Directory traversal vulnerability in readmail.cgi for Ipswitch IMail 7.04 and earlier allows remote attackers to access the mailboxes of other users via a .. (dot dot) in the mbx parameter.

Ipswitch IMail 7.04 and earlier stores a user's session ID in a URL, which could allow remote attackers to hijack sessions by obtaining the URL, e.g. via an HTML email that causes the Referrer to be sent to a URL under the attacker's control.

IPSwitch IMail 6.0.5 allows remote attackers to cause a denial of service using the SMTP AUTH command by sending a base64-encoded user password whose length is between 80 and 136 bytes.

Ipswitch Imail 6.0 allows remote attackers to cause a denial of service via a large number of connections in which a long Host: header is sent, which causes a thread to crash.

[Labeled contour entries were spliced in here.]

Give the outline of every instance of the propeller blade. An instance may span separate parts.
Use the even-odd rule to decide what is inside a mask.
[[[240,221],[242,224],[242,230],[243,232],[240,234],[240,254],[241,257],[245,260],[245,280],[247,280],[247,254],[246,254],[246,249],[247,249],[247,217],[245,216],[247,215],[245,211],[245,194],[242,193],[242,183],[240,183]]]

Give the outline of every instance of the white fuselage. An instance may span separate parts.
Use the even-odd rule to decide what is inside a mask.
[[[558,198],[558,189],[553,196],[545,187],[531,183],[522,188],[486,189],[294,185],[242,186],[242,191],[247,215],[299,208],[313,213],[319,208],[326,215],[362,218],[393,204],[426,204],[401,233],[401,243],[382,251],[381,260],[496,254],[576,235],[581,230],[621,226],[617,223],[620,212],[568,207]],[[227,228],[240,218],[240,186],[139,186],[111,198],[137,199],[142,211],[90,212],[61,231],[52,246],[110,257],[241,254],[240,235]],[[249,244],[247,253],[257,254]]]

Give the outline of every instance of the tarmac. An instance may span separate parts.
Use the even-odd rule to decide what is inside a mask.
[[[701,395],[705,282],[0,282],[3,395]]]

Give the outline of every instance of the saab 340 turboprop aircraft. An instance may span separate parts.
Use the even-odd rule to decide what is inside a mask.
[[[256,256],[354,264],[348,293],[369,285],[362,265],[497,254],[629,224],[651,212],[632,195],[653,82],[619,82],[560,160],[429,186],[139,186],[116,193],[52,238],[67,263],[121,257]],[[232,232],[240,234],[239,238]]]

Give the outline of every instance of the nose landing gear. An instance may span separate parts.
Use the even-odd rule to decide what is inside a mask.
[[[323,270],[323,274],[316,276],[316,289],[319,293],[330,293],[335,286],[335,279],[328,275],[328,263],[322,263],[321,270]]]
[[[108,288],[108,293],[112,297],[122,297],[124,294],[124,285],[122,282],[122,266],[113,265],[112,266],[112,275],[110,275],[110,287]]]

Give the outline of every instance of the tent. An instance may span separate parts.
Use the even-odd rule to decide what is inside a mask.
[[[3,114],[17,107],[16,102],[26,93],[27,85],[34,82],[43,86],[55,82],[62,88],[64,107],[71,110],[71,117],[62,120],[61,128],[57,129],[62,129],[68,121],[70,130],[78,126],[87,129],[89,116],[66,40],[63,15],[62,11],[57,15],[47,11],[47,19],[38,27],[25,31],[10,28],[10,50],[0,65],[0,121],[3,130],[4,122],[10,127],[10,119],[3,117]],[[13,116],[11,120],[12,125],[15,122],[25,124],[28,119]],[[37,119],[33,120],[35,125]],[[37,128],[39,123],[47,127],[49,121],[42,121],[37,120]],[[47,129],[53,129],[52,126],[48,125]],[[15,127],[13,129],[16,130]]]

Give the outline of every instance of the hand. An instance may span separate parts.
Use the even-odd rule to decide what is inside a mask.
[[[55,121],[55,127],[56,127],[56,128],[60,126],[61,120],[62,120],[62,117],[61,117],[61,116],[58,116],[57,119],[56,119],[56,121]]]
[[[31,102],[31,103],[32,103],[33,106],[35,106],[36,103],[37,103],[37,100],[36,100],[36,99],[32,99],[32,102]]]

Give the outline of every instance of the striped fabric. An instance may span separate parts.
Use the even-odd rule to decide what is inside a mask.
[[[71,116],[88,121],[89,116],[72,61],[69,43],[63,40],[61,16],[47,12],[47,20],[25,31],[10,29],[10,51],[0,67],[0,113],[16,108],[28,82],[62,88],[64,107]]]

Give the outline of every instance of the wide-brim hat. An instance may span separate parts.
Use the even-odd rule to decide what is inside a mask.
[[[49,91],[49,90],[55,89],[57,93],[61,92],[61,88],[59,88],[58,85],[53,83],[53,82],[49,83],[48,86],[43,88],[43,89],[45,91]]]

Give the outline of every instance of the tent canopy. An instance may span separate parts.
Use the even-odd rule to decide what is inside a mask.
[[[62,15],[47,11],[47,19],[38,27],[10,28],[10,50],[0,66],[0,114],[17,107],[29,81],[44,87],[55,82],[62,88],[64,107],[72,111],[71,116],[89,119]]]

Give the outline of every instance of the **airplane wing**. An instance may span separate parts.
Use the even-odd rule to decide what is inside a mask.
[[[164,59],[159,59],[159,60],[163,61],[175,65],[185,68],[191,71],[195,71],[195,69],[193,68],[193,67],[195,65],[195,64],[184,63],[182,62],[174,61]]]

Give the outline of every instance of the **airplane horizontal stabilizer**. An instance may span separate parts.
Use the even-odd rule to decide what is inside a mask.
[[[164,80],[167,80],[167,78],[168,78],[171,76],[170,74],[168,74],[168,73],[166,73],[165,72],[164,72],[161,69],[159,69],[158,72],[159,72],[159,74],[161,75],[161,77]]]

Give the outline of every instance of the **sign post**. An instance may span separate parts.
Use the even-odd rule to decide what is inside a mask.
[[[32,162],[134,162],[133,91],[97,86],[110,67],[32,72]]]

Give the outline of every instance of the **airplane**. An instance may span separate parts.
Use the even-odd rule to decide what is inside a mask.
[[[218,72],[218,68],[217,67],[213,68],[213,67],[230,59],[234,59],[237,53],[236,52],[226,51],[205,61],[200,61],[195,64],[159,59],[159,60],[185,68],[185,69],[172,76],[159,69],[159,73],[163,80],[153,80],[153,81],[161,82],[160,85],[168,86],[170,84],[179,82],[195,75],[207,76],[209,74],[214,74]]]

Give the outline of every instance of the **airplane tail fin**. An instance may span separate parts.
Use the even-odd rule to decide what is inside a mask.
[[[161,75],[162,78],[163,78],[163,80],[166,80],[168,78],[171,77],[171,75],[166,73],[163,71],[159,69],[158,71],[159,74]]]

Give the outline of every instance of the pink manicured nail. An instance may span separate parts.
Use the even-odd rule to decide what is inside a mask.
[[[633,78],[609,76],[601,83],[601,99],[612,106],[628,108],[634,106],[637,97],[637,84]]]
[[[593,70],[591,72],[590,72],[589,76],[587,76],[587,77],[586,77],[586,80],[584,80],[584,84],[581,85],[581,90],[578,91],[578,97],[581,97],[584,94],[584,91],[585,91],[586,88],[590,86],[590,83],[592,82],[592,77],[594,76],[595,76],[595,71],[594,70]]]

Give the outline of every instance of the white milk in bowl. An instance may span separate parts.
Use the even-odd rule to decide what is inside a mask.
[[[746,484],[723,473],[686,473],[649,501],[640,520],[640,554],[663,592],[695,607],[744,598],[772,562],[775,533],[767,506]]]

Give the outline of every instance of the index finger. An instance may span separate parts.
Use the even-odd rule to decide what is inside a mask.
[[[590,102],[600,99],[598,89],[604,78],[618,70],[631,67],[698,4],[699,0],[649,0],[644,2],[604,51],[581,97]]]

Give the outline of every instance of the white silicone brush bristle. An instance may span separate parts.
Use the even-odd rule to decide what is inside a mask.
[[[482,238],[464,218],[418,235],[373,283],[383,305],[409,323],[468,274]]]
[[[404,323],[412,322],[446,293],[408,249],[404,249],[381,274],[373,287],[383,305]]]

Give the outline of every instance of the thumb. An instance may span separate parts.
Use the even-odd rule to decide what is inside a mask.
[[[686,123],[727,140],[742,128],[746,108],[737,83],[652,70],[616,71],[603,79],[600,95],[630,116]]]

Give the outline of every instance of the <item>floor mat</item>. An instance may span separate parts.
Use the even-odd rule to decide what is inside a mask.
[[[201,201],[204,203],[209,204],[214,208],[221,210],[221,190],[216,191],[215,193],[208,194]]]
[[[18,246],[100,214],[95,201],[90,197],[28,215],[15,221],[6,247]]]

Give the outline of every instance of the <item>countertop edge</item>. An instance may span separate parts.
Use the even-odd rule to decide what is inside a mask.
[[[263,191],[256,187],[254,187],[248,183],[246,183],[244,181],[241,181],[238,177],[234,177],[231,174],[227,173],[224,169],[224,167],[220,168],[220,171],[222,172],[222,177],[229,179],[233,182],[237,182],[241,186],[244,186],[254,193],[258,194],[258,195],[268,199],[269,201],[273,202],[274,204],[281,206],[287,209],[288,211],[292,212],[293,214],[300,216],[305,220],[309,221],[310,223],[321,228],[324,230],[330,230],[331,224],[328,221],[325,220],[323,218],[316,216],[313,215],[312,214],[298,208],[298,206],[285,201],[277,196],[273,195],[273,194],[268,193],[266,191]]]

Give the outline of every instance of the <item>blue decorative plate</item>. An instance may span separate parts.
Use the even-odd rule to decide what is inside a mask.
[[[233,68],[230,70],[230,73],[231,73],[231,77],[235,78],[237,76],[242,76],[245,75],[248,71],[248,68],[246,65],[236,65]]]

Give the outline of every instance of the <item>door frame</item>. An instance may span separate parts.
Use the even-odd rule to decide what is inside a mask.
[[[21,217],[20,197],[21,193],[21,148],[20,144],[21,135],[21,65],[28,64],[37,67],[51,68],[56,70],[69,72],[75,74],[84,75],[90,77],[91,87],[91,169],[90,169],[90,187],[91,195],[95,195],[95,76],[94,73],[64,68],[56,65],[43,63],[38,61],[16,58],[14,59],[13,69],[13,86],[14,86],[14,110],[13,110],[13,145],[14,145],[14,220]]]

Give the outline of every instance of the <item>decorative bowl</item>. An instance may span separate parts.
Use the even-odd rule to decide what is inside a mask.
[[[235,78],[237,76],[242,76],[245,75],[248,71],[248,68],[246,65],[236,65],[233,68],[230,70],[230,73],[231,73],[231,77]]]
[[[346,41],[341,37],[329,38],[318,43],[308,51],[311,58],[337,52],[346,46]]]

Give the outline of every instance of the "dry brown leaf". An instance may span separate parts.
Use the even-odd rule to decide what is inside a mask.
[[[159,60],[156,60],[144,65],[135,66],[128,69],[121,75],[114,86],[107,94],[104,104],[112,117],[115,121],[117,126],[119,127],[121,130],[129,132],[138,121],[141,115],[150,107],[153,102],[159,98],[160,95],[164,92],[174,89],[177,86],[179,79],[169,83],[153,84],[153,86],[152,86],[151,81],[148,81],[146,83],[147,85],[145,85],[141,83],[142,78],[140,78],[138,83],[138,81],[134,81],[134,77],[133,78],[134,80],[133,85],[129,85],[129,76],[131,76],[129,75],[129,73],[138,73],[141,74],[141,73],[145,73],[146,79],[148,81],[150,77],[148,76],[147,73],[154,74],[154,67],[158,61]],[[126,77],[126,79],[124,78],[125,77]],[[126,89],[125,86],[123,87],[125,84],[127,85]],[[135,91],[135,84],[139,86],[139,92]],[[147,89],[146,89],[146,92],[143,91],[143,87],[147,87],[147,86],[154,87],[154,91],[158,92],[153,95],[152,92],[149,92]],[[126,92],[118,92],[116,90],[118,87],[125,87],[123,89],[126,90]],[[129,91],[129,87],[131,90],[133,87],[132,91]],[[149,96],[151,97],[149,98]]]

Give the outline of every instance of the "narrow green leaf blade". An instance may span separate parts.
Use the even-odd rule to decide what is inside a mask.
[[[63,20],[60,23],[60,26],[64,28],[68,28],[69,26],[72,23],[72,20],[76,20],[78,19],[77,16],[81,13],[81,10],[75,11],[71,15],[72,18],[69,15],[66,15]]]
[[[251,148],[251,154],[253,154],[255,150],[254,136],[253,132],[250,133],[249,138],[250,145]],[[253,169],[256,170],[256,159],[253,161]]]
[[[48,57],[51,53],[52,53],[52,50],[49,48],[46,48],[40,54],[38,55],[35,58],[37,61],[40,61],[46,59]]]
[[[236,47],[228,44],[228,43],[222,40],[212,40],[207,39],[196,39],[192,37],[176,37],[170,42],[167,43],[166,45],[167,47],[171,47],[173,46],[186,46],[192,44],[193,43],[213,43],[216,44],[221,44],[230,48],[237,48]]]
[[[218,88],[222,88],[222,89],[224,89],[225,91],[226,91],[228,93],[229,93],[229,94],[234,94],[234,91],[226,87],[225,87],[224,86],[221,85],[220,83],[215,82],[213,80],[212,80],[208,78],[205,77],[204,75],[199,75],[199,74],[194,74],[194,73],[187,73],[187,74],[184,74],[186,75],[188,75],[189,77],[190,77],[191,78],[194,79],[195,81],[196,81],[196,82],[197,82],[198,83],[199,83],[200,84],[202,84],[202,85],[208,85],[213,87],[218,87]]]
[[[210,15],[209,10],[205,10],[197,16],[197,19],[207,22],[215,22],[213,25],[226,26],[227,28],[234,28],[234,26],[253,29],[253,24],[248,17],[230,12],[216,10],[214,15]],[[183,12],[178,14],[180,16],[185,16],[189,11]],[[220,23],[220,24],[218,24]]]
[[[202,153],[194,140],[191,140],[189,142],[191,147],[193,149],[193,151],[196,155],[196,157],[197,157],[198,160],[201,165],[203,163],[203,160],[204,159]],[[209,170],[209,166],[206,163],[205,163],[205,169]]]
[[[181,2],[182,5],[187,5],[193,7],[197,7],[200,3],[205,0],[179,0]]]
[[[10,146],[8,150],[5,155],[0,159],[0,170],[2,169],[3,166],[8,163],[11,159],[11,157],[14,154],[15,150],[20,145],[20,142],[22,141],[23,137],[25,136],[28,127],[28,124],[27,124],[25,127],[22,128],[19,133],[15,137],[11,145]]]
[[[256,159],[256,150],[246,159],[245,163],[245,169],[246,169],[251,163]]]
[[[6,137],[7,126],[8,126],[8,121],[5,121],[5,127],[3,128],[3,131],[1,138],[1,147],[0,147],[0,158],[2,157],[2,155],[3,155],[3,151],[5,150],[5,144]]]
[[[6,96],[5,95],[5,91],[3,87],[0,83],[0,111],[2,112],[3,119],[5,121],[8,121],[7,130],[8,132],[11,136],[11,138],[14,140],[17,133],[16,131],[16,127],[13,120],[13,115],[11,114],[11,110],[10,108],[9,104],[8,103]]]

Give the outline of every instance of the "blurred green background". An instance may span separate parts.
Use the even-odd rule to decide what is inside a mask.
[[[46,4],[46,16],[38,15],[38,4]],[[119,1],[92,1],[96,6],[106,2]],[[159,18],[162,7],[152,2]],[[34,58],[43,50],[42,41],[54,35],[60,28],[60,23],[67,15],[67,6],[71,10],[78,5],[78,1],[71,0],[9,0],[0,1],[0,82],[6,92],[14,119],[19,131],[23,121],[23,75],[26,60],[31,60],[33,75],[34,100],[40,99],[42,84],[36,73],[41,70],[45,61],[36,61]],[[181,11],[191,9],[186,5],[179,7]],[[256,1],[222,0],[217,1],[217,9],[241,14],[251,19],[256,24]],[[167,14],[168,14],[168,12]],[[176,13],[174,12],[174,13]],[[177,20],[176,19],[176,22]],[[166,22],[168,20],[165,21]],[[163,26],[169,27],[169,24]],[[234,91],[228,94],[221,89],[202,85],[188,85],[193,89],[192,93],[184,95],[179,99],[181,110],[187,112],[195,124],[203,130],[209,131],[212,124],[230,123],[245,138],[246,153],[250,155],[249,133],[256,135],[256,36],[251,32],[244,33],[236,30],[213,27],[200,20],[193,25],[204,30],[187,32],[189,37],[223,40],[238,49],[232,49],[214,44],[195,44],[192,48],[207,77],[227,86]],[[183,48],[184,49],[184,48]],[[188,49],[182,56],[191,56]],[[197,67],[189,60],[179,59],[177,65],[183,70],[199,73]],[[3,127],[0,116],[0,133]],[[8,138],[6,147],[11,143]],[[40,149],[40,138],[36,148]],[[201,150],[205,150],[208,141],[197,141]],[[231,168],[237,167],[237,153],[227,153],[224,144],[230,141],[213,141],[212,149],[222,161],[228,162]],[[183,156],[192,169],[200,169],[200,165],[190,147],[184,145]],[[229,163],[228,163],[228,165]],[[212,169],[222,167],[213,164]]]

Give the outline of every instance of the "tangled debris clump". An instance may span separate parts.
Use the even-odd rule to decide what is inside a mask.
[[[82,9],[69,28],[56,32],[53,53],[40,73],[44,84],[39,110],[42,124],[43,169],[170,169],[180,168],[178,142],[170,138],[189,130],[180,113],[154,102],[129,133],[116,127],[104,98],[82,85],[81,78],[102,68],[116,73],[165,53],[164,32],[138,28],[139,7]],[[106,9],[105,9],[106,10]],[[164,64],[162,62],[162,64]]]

The web server in IPSWITCH IMail 6.04 and earlier allows remote attackers to read and delete arbitrary files via a .. (dot dot) attack.

Ipswitch IMAIL server 6.02 and earlier allows remote attackers to cause a denial of service via the AUTH CRAM-MD5 command.

IMail IMONITOR status.cgi CGI script allows remote attackers to cause a denial of service with many calls to status.cgi.

Ipswitch IMail 5.0 and 6.0 uses weak encryption to store passwords in registry keys, which allows local attackers to read passwords for e-mail accounts.

Buffer overflow in Ipswitch IMail Service 5.0 allows an attacker to cause a denial of service (crash) and possibly execute arbitrary commands via a long URL.